Regensburger Aktivist zu Haftstrafe verurteilt – Er protestiert gleich weiter

Von Philip Hell · 1. September 2023 um 11:56

Der Fall sorgte bundesweit für Schlagzeilen: Ein Regensburger Klimaaktivist von der Letzten Generation musste sich im Januar in Stuttgart vor Gericht verantworten – da weilte er jedoch gerade in Thailand. Nun wurde der Prozess neu aufgerollt – mit einem bitteren Ende für den Regensburger.

Der Richter am Amtsgericht Bad Cannstatt, einem Stadtteil von Stuttgart, verurteilte den 24-Jährigen zu einer Haftstrafe von zwei Monaten – ohne Bewährung. In dem Verfahren ging es um eine Straßenblockade vor rund einem Jahr. Das bestätigte die Direktorin des Gerichts auf Anfrage der Mediengruppe Bayern. Heißt im Klartext: Der Regensburger Klimakleber muss acht Wochen hinter Gittern.

Eigentlich waren der Aktivist und eine Mitangeklagte in Abwesenheit zu Geldstrafen verurteilt worden, das Verfahren wurde allerdings aufgrund eines Formfehlers neu aufgerollt, wie die Stuttgarter Nachrichten berichten.

Wohl keine „günstige Legalprognose“

Bislang wurden Klimaaktivisten meist zu Geldstrafen verurteilt – auch der Regensburger musste schon mal zahlen. Warum war das in diesem Fall anders? Wie die Sprecherin des Gerichts ausführt, brauche es eine „günstige Legalprognose“, um einem Angeklagten noch Bewährung gewähren zu können. Das sei beim Regensburger nicht möglich gewesen. Er habe noch im Gerichtssaal weitere Straftaten angekündigt, sagte die Gerichtssprecherin. Wann der junge Mann in Haft muss, ist noch nicht klar. Das Urteil sei noch nicht rechtskräftig, sagte die Sprecherin des Stuttgarter Gerichts.

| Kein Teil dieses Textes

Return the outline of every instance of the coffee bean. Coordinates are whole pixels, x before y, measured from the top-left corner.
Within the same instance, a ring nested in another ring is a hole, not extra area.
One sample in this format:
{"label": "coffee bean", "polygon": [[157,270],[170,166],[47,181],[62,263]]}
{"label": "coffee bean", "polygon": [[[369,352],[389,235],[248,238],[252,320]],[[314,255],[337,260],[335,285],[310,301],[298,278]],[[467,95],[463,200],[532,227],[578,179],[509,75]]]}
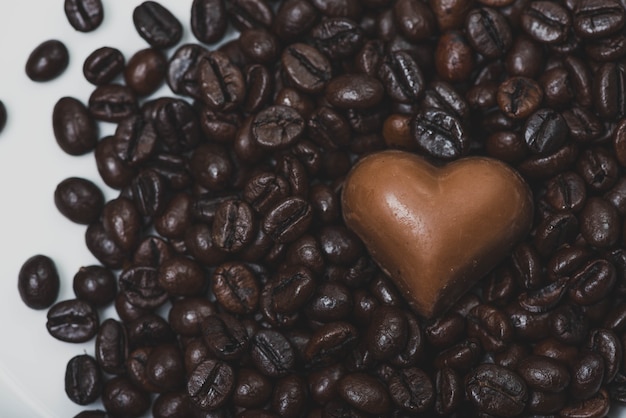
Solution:
{"label": "coffee bean", "polygon": [[526,77],[512,77],[498,88],[498,106],[507,116],[526,119],[541,104],[541,87]]}
{"label": "coffee bean", "polygon": [[52,127],[57,144],[70,155],[86,154],[98,142],[98,126],[85,105],[72,97],[54,105]]}
{"label": "coffee bean", "polygon": [[495,364],[476,367],[465,378],[465,385],[469,400],[479,411],[492,415],[518,415],[524,410],[528,400],[524,380],[516,373]]}
{"label": "coffee bean", "polygon": [[454,159],[469,151],[469,138],[453,115],[439,109],[418,112],[411,122],[417,147],[437,158]]}
{"label": "coffee bean", "polygon": [[349,405],[363,412],[385,414],[390,407],[389,393],[376,378],[353,373],[337,383],[337,392]]}
{"label": "coffee bean", "polygon": [[28,56],[26,75],[33,81],[50,81],[61,75],[70,62],[65,44],[51,39],[39,44]]}
{"label": "coffee bean", "polygon": [[46,328],[58,340],[82,343],[96,335],[99,324],[98,311],[89,303],[70,299],[50,307]]}
{"label": "coffee bean", "polygon": [[70,25],[80,32],[96,30],[104,19],[101,0],[65,0],[64,9]]}
{"label": "coffee bean", "polygon": [[139,36],[155,48],[172,47],[183,34],[176,16],[156,1],[144,1],[135,7],[133,24]]}
{"label": "coffee bean", "polygon": [[285,75],[295,88],[305,93],[319,93],[331,79],[330,61],[316,48],[294,43],[281,56]]}
{"label": "coffee bean", "polygon": [[87,354],[72,357],[65,368],[65,393],[78,405],[88,405],[102,393],[102,374],[96,360]]}
{"label": "coffee bean", "polygon": [[539,109],[527,120],[524,140],[536,154],[549,154],[565,142],[568,134],[567,123],[560,113],[551,109]]}
{"label": "coffee bean", "polygon": [[126,377],[114,377],[104,384],[102,404],[111,415],[138,417],[150,409],[150,396]]}
{"label": "coffee bean", "polygon": [[470,11],[465,30],[474,49],[488,58],[503,56],[513,42],[511,28],[504,16],[489,7]]}
{"label": "coffee bean", "polygon": [[364,74],[335,77],[326,85],[326,100],[339,109],[367,109],[378,104],[384,94],[383,85]]}
{"label": "coffee bean", "polygon": [[557,3],[534,1],[522,13],[521,23],[534,40],[558,44],[567,39],[572,19],[567,9]]}
{"label": "coffee bean", "polygon": [[47,309],[59,295],[61,281],[54,261],[34,255],[22,264],[17,287],[22,301],[32,309]]}

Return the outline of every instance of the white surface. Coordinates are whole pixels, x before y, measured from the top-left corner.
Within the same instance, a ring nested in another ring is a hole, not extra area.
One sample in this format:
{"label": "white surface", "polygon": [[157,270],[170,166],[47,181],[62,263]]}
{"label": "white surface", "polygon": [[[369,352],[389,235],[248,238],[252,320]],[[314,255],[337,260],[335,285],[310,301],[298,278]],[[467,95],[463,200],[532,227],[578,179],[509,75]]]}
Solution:
{"label": "white surface", "polygon": [[[0,0],[0,99],[9,119],[0,134],[0,417],[70,418],[83,408],[64,393],[67,361],[87,352],[93,341],[67,344],[50,337],[46,312],[33,311],[20,300],[17,273],[34,254],[55,260],[61,276],[59,300],[73,296],[71,281],[82,265],[96,263],[84,245],[84,227],[56,210],[53,192],[69,176],[81,176],[114,192],[100,181],[93,155],[71,157],[57,146],[51,115],[56,101],[73,96],[87,101],[92,86],[82,76],[87,55],[101,46],[120,49],[126,59],[147,44],[132,24],[140,0],[109,0],[102,26],[88,34],[74,31],[63,13],[62,0]],[[183,42],[191,40],[191,0],[162,0],[185,26]],[[59,39],[70,50],[70,66],[58,79],[31,82],[24,64],[35,46]],[[162,90],[162,94],[170,94]],[[158,94],[158,93],[157,93]],[[111,126],[103,132],[110,132]],[[107,313],[101,313],[103,317]],[[108,312],[110,314],[110,312]],[[90,409],[97,407],[89,406]],[[615,415],[617,416],[617,415]],[[622,414],[626,417],[626,412]]]}

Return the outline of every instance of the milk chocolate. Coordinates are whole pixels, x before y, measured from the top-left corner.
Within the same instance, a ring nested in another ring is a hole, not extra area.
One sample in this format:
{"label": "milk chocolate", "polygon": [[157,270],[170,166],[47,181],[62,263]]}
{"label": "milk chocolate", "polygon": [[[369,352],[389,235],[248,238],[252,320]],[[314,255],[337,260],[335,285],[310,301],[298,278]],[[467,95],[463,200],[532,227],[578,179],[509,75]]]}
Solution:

Auf Anfragen der MZ reagierte der Klimaaktivist nicht. Die Letzte Generation bestätigt das Urteil allerdings. Er sei nach dem Richterspruch direkt wieder nach München gefahren, um sich an Protesten zu beteiligen, sagte einer Sprecher der Klima-Gruppe. Am Abend sei er ein paar Stunden in einer Gefangenensammelstelle gewesen, sagte der Sprecher der Letzten Generation weiter.

Aktivist: Haft ist das „kleinere Übel“

Der Regensburger Simon Lachner, ebenfalls Aktivist der Letzten Generation und ein Freund des Verurteilten, nannte den Richterspruch schockierend. Gleichsam schockierend sei es allerdings, dass die Regierung mit ihrer Klimapolitik weiter einen Verfassungsbruch begehe, so Lachner. „Für mich ist klar, dass die Folgen der Klimakrise viel gravierender sind als eine Haftstrafe.“ Auch er habe Angst vor einer Inhaftierung. „Aber das ist das kleinere Übel, wenn ich daran denke in einigen Jahren meinem kleinen Neffen erklären zu müssen, warum es ständig zu Extremwetterereignissen kommt.“

Während unklar ist, wann der nun verurteilte Aktivist hinter Gitter muss, sind einige seiner Mitstreiter bereits in Haft – zumindest vorübergehend. Die Letzte Generation teilte gestern mit, dass Ronja Künkler, eine 24-jährige Musikerin aus Regensburg bis 12. September in der Justizvollzugsanstalt Stadelheim einsitzt. Dort befindet sie sich nach Angaben der Letzten Generation in Präventivhaft.